NHS charging patients from outside the UK to recover funding
In a bid to stamp out ‘health tourism’, the NHS are planning to charge EU and non-EU nationals for using Britain’s free at the point of delivery health service.
Patients from outside of the EU could potentially be charged 150% of the cost of treatment in the NHS, as the UK seeks to reclaim costs of treating migrants – which is currently costing the NHS £2 billion a year.
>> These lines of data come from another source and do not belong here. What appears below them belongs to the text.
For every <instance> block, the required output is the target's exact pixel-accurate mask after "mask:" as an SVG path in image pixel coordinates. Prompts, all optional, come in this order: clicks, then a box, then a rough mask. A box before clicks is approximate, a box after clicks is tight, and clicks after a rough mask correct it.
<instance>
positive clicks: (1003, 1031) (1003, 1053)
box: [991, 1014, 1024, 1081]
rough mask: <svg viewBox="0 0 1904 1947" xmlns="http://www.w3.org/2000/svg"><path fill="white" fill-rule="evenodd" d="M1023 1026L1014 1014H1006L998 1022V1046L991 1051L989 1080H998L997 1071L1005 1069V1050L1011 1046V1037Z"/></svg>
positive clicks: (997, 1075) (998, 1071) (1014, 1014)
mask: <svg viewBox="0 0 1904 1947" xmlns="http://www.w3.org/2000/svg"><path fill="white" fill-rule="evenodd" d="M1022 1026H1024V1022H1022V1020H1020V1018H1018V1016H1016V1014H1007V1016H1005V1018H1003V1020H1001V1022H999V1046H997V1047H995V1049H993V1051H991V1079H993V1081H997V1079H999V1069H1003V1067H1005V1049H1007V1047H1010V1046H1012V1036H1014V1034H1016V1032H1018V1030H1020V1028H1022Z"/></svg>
Currently, foreign visitors can receive free NHS care immediately, or soon after they arrive in the UK, but are expected to repay the cost of any procedures afterwards. However, many trusts don’t implement this cost recovery due to the time and money involved in tracking patients down.
Paying for healthcare
As of next year, trusts will be able to charge 150% of the normal cost of treatment for non-EU patients who are non permanent residents in the UK. Non-UK citizens who are lawfully entitled to reside in the UK and usually live in the country will be entitled to free NHS care as they are now, but temporary migrants from outside Europe who are in the UK for longer than six months, either to work or study, will have to pay a new surcharge when they submit an application for leave to enter or remain in the UK.
While NHS Trusts charge non-EU patients directly, the government pays hospitals for procedures on EU patients, with the money being recovered from other EU member states.
Health secretary Jeremy Hunt told BBC News “We have no problem with international visitors using the NHS as long as they pay for it – just as British families do through their taxes. These plans will help recoup up to £500m a year, making sure the NHS is better resourced and more sustainable at a time when doctors and nurses on the front line are working very hard.”